Was this mentioned in the show?
 
Watched the finale again. Yeah, I completely missed the part at the end where Eleanor’s essence went to earth and nudged Michael’s neighbor into retrieving the letter from the trash and handing it to Michael. The interesting thing was how happy that little nothing card made Michael. I just wonder if Michael’s use of one of Eleanor’s catch phrase meant he knew that she was somehow involved.
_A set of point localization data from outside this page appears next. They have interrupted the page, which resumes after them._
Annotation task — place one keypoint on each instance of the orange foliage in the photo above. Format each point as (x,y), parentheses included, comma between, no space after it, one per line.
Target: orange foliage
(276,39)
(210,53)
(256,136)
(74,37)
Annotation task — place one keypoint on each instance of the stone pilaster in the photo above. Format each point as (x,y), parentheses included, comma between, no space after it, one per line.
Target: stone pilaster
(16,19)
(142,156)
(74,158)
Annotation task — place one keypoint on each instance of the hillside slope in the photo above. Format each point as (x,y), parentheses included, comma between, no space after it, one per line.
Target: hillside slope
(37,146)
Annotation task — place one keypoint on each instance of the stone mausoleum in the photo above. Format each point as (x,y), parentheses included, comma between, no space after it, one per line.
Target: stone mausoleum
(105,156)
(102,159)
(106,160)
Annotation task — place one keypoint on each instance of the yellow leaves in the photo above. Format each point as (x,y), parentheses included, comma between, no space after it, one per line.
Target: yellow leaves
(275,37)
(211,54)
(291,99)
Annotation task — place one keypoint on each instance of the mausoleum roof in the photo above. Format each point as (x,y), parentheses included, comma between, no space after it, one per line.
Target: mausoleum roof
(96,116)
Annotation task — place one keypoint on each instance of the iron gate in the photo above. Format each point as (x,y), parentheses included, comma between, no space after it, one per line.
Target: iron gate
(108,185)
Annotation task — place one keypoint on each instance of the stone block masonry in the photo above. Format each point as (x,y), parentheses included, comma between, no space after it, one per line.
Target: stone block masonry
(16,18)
And Janet did say that it had been 1,000 bearimys since she left Jason at the door. If one bearimy is 1,094 days, that meant Jason waited the equivalent of about 3,000 years, at least by my admittedly shakey grasp of math. That is kind of a mind blower.
 
What's her name in the middle place said that she rebooted what's his name Janet's ex (I'm awful with names) 100,000 times. Even if it was 20 times a day, that's still 5,000 years.
 
I loved the super evolved Derek.
There was an interview I read where they addressed the last scene, and the idea behind it is that after people walk through the door parts of the soul or essence or whatever, return to Earth and influence living people to be better.
 
I'm kind of confused as to why it appeared Michael didn't get given a complete human life, birth to death, or if he was starting from scratch with a wiped memory, or did he retain his previous knowledge. Were we only seeing the parts of Michael's life where he looked like geriatric Ted Danson?
 
I'm kind of confused as to why it appeared Michael didn't get given a complete human life, birth to death, or if he was starting from scratch with a wiped memory, or did he retain his previous knowledge. Were we only seeing the parts of Michael's life where he looked like geriatric Ted Danson?

They said he'd start that way. He wasn't born to a human family or anything.